Psalm 65:1-2 Praise befits you, O God, in Zion; to you
our vows will be fulfilled. O you who hear prayer, to you all men will come.
Martin Luther had a barber named Peter who asked Luther
“How do you pray?” Martin Luther answered with a not so unusual forty page
letter. It was published in 1535 under the title A Simple Way to Pray, for a Good Friend. Listen to this
opening paragraph:
Dear Master Peter,
I give you the best I have. I tell you how I pray
myself. May our Lord God grant you and everyone to do it better.

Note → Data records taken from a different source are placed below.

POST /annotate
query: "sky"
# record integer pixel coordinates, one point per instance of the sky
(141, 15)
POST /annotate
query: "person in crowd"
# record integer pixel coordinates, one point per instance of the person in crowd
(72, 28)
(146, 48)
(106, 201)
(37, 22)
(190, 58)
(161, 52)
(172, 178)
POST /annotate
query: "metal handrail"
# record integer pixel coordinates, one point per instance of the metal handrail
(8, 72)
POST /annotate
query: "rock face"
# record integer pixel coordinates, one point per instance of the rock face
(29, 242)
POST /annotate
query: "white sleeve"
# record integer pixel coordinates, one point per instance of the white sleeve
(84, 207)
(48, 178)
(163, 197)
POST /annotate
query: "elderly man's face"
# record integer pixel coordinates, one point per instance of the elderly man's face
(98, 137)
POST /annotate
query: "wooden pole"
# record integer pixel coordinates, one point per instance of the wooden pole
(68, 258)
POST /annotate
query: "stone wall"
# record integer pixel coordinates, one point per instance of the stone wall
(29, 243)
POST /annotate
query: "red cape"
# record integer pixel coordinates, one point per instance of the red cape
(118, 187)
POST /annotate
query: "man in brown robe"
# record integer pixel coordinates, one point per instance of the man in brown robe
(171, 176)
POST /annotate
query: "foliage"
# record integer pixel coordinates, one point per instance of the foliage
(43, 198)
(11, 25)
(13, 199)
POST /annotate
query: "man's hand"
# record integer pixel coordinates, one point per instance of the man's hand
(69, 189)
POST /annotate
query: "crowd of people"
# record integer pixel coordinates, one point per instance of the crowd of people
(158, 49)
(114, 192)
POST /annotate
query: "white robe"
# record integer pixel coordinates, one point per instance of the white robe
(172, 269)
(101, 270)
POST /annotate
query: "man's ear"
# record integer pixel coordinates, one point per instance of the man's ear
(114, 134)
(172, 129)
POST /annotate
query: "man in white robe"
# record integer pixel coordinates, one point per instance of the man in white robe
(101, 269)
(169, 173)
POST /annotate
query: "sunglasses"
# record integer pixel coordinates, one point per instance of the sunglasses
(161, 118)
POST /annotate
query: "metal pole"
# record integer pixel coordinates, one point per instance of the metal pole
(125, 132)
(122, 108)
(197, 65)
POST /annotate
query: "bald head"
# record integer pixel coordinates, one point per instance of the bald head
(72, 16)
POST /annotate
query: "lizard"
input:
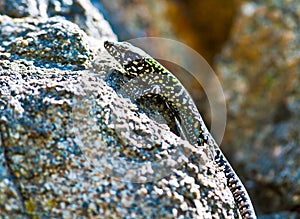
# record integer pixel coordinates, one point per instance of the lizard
(155, 78)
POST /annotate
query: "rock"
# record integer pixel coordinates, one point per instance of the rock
(72, 147)
(260, 71)
(80, 12)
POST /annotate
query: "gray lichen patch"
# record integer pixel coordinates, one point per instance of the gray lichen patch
(54, 41)
(66, 136)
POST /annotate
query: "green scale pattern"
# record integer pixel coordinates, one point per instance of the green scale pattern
(150, 77)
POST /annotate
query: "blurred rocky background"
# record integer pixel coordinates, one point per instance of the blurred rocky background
(254, 47)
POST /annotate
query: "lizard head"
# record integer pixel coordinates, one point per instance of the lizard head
(130, 57)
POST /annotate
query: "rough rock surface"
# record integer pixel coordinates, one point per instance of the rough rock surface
(71, 147)
(260, 68)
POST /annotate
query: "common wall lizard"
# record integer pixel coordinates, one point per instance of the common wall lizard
(154, 78)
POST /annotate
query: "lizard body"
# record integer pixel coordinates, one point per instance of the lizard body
(149, 76)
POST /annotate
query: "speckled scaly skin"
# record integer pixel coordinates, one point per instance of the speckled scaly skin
(153, 78)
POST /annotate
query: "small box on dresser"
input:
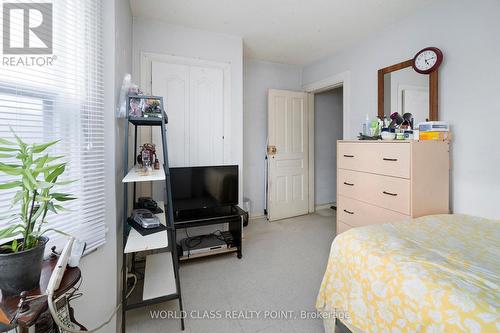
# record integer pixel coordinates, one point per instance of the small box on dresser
(381, 182)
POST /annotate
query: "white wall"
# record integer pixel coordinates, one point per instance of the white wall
(123, 65)
(259, 76)
(158, 37)
(99, 269)
(468, 34)
(327, 130)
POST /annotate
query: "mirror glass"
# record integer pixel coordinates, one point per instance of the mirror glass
(406, 91)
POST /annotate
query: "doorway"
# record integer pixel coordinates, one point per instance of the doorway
(307, 137)
(328, 128)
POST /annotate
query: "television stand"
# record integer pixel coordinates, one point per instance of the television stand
(231, 215)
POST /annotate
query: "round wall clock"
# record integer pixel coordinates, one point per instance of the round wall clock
(427, 60)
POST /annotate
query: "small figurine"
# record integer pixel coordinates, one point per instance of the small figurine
(147, 158)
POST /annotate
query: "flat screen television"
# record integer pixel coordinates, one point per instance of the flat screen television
(204, 187)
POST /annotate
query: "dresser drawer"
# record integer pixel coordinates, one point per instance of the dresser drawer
(391, 159)
(383, 191)
(358, 214)
(342, 227)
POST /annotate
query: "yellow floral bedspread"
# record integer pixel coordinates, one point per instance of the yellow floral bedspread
(436, 273)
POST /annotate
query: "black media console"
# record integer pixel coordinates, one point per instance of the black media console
(230, 215)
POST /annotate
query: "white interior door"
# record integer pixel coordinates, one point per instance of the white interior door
(171, 81)
(288, 179)
(194, 101)
(207, 116)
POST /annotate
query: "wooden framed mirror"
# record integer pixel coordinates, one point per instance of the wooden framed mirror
(401, 89)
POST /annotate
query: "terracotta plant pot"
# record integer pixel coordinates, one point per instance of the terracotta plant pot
(21, 271)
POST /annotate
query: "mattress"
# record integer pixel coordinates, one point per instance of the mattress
(437, 273)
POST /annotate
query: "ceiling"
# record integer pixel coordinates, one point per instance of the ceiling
(286, 31)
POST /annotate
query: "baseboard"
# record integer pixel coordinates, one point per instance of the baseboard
(255, 217)
(324, 206)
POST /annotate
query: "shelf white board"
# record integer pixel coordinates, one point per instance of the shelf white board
(136, 242)
(159, 278)
(138, 175)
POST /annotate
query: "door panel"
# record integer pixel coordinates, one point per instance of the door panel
(172, 82)
(288, 166)
(207, 114)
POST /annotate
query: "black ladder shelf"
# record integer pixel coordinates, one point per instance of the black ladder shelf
(161, 273)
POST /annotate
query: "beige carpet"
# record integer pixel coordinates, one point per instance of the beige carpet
(275, 283)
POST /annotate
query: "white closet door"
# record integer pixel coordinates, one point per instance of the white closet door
(194, 101)
(172, 82)
(207, 116)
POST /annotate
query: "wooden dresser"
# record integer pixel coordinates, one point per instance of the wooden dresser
(380, 182)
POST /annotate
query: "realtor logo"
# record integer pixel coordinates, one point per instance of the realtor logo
(27, 28)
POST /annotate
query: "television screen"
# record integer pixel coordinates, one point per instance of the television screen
(204, 187)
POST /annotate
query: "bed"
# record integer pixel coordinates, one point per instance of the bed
(437, 273)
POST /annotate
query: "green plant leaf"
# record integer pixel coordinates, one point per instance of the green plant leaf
(17, 197)
(8, 149)
(44, 185)
(10, 185)
(6, 142)
(50, 167)
(41, 147)
(62, 196)
(52, 177)
(28, 184)
(11, 169)
(66, 182)
(30, 177)
(11, 231)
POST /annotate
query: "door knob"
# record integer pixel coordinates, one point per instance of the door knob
(271, 150)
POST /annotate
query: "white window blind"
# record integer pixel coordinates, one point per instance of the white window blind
(63, 101)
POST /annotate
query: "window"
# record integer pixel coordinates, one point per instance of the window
(63, 100)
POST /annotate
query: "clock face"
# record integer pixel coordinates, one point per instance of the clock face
(427, 60)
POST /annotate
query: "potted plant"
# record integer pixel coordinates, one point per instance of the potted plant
(35, 176)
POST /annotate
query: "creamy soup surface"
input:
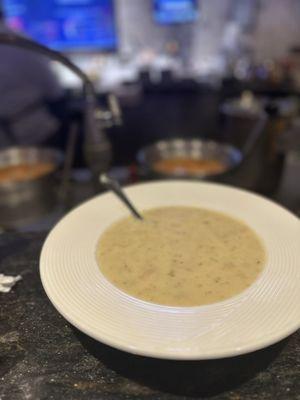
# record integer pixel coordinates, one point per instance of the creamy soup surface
(181, 256)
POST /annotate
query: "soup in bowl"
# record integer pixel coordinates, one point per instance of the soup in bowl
(181, 256)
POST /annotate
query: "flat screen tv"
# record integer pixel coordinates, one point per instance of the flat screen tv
(65, 25)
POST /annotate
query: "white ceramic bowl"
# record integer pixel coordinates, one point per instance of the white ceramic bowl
(263, 314)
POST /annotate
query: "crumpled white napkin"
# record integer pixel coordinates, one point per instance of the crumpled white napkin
(7, 282)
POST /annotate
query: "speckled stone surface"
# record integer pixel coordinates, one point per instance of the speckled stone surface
(44, 357)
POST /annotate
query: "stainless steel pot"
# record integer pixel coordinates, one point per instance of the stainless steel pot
(195, 149)
(23, 202)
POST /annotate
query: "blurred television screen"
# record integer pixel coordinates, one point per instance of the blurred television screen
(66, 25)
(175, 11)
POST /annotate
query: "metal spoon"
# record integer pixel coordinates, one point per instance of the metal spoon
(113, 185)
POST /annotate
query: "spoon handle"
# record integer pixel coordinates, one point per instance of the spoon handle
(114, 186)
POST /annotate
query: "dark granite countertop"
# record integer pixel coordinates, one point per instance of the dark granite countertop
(43, 357)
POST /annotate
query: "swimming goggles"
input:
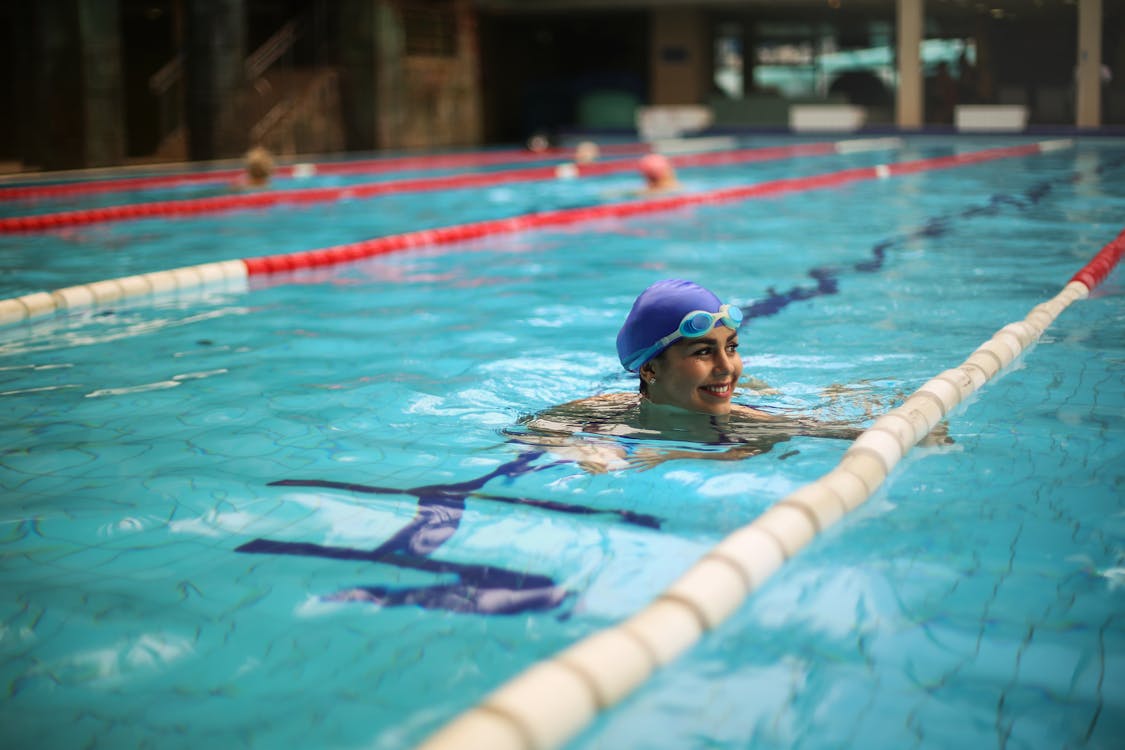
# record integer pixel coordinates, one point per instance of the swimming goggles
(693, 325)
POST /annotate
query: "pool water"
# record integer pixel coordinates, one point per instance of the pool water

A good clever barber must have his thoughts, mind and
eyes concentrated upon the razor and the beard and not forget where he is in
his stroke and shave. If he keeps talking or looking around or thinking of
something else, he is likely to cut a man’s mouth or nose – or even his throat.
So anything that is to be done well ought to occupy the whole man with all his
faculties and members. As the saying goes: he who thinks of many things, thinks
of nothing and accomplishes no good. How much more must prayer possess the
heart exclusively and completely if it is to be a good prayer!
This is Luther talking to his barber! This is counseling.
Luther puts his counselee up and himself down. Humbly he stands under him and
therefore “under-stands” him. He places himself in Peter’s world, and this
enables him to pick up Master Peter where he is.
Martin Luther’s Quiet Time, By Walter Trobisch, pgs.3-4.